Call for changes in BPA pricing
REPORT: Northeast-Midwest Institute says taxpayers in rest of nation are subsidizing Pacific Northwest electricity costs
May 31, 01
Les Blumenthal; The News Tribune
WASHINGTON - At a time when electric rates in the Pacific Northwest already have risen sharply, a group backed by Midwest and Northeast members of Congress released a report calling for changes at the Bonneville Power Administration that could push prices even higher.
The report, the latest in a series of attacks on Bonneville by the Northeast-Midwest Institute, argued that federal taxpayers have subsidized the region's lowest-in-the-nation energy rates.

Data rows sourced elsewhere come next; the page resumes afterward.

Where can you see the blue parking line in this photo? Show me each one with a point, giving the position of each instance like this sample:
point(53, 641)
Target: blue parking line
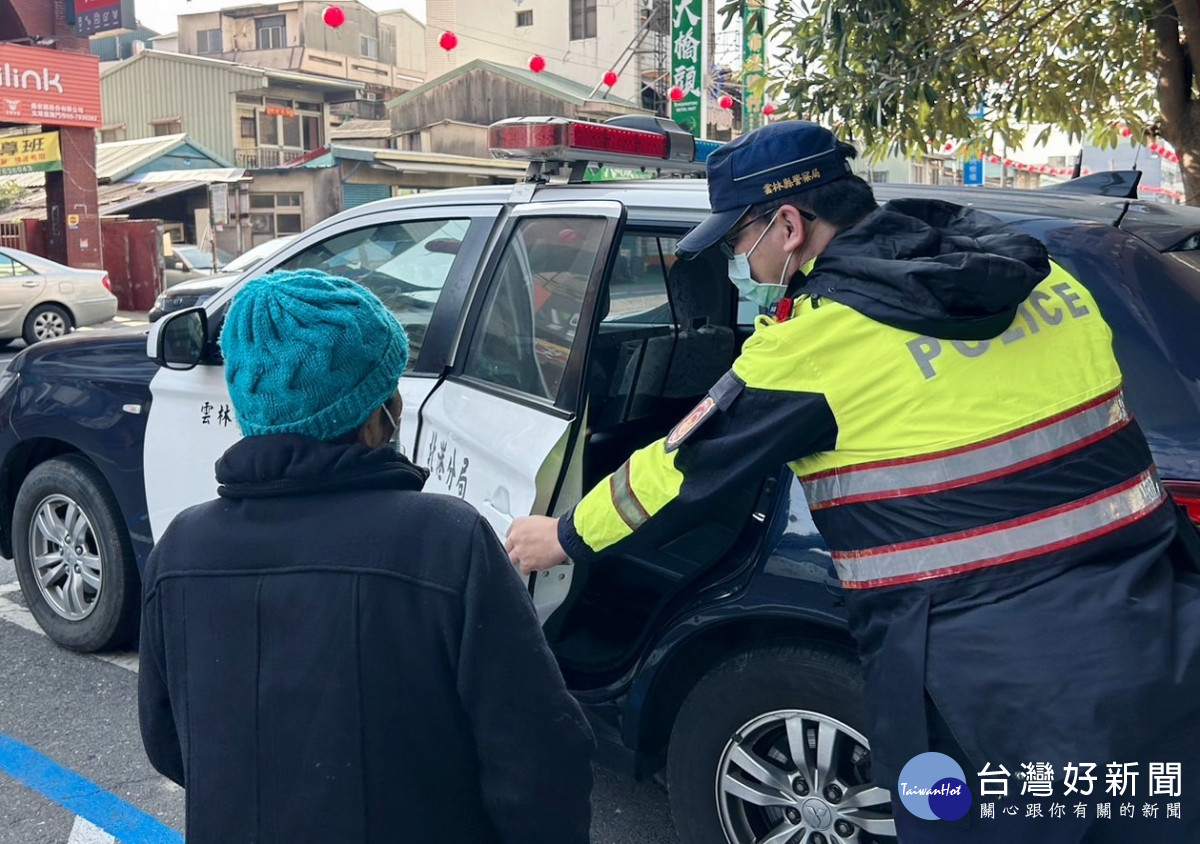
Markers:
point(79, 795)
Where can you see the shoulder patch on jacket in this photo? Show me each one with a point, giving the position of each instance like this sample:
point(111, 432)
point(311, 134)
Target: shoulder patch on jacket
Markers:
point(719, 397)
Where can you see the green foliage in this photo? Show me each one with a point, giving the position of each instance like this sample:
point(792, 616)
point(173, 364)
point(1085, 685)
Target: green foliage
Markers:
point(10, 195)
point(895, 75)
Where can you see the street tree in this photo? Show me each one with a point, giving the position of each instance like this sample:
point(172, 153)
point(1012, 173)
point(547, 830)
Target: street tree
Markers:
point(898, 75)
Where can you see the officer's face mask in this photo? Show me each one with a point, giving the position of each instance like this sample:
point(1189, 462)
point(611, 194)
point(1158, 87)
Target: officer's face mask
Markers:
point(763, 295)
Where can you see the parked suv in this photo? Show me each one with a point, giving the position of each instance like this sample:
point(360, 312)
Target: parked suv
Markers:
point(553, 333)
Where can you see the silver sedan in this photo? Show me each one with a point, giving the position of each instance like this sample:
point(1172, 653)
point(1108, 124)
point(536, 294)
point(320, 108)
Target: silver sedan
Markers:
point(42, 299)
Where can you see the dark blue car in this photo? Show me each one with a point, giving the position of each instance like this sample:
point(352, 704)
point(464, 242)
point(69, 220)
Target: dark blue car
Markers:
point(552, 334)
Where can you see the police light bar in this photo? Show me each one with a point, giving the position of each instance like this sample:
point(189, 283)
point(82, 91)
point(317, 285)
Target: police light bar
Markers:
point(631, 141)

And, the report said, BPA should be required to increase its rates to current market levels.
"BPA is selling federal property that rightfully belongs to every U.S. taxpayer to a favored minority of businesses and communities for less than two-thirds of its market value," the report said. "The result is no different than had Northwesterners picked the collective pocket of the rest of us."

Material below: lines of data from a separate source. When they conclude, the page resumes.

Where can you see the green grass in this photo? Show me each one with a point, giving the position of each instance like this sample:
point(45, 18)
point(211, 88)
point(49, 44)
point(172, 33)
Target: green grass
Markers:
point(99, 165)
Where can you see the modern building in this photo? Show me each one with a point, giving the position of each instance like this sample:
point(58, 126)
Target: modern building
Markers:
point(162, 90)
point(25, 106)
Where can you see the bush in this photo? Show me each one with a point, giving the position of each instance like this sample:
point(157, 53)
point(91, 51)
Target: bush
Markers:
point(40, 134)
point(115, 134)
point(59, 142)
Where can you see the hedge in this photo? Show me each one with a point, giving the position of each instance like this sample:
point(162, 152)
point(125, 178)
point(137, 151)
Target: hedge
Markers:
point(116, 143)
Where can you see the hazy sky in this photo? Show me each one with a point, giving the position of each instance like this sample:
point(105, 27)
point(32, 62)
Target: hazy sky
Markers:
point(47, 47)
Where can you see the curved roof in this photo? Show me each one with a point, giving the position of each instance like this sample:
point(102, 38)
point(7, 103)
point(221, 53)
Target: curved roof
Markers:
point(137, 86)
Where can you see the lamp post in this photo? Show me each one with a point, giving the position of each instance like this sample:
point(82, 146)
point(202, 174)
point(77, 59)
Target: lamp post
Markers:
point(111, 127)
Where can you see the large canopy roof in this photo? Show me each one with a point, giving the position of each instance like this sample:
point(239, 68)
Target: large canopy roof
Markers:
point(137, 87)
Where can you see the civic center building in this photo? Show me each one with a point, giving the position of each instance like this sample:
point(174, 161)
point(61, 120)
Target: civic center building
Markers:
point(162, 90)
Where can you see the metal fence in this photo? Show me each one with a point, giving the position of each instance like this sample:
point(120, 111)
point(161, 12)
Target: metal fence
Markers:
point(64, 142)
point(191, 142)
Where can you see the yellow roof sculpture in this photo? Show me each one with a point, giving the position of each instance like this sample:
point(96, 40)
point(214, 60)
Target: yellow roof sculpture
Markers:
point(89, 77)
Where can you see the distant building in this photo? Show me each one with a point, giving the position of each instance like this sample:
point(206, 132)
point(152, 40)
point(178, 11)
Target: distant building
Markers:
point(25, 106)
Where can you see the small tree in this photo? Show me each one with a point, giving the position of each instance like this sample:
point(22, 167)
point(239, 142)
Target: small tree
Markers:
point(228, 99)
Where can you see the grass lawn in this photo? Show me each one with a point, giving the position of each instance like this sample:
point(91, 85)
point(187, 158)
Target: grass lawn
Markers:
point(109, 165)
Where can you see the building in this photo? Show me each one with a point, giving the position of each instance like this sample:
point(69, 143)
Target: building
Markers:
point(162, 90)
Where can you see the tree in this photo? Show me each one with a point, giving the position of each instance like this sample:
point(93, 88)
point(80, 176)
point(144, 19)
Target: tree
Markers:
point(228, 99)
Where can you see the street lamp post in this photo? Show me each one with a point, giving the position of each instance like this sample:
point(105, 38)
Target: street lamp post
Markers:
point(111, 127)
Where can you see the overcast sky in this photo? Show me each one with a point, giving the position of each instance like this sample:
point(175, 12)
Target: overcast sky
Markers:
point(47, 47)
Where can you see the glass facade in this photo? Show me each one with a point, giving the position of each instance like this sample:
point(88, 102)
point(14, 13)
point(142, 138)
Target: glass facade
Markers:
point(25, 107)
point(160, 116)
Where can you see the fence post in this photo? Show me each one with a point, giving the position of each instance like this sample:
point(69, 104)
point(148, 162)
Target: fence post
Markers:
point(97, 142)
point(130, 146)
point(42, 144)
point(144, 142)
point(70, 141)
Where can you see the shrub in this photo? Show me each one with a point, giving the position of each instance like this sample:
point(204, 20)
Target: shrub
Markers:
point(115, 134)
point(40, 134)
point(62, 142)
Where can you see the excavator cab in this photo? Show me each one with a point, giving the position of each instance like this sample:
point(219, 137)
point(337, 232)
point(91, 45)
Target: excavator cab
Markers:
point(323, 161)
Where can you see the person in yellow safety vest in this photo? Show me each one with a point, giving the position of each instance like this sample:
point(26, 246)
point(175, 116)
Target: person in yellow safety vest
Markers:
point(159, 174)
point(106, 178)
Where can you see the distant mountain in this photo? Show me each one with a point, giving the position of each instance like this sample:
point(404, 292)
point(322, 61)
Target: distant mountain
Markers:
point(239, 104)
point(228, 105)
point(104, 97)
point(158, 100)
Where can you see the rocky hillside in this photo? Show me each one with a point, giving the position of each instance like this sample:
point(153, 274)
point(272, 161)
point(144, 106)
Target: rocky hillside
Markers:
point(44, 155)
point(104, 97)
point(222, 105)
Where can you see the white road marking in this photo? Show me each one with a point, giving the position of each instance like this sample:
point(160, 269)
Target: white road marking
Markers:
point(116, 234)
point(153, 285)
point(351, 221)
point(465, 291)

Bonneville markets the electricity produced at 29 federal dams on the Snake and Columbia rivers and also runs the region's extensive power grid. Though the dams and the transmission system were financed through the U.S. Treasury, Northwest ratepayers have paid back billions of dollars over the years.
"The restructuring of BPA is past due," the report said, adding that if BPA started charging market rates, the profits could be used to help cut federal taxes and fund other federal programs.
"It's almost as though there are 46 states in the United States of America and another four in the United States of Bonneville."
BPA officials said they've heard the allegations before.
"This is just a rehash of the same old, tired arguments we have heard over the years," said Jeff Stier, a Bonneville vice president based in Washington, D.C.
BPA currently is considering raising its wholesale rates by up to 250 percent, having been forced to buy power on the expensive spot market as a result of the second-worst drought in the region's history.
Officials were uncertain Wednesday exactly how high residential rates would increase if BPA started selling its wholesale electricity at market levels.
BPA currently charges about $25 a megawatt-hour for electricity. Wholesale electricity on the spot market is now selling at between $250 to $300 a megawatt-hour, and wholesale power sold through long-term contracts is going for between $75 and $150 a megawatt-hour.
"The effect would be devastating to the region's economy," said Mike Hansen, a BPA spokesman in Portland.
Northwest lawmakers said there was nothing particularly new in the report.
Sen. Patty Murray (D-Shoreline) said all she has heard from families, businesses, school districts and local governments during the current congressional break has been about electricity prices.
"The Northeast and Midwest don't understand," she said. "They should back off now and work with us rather than being divisive."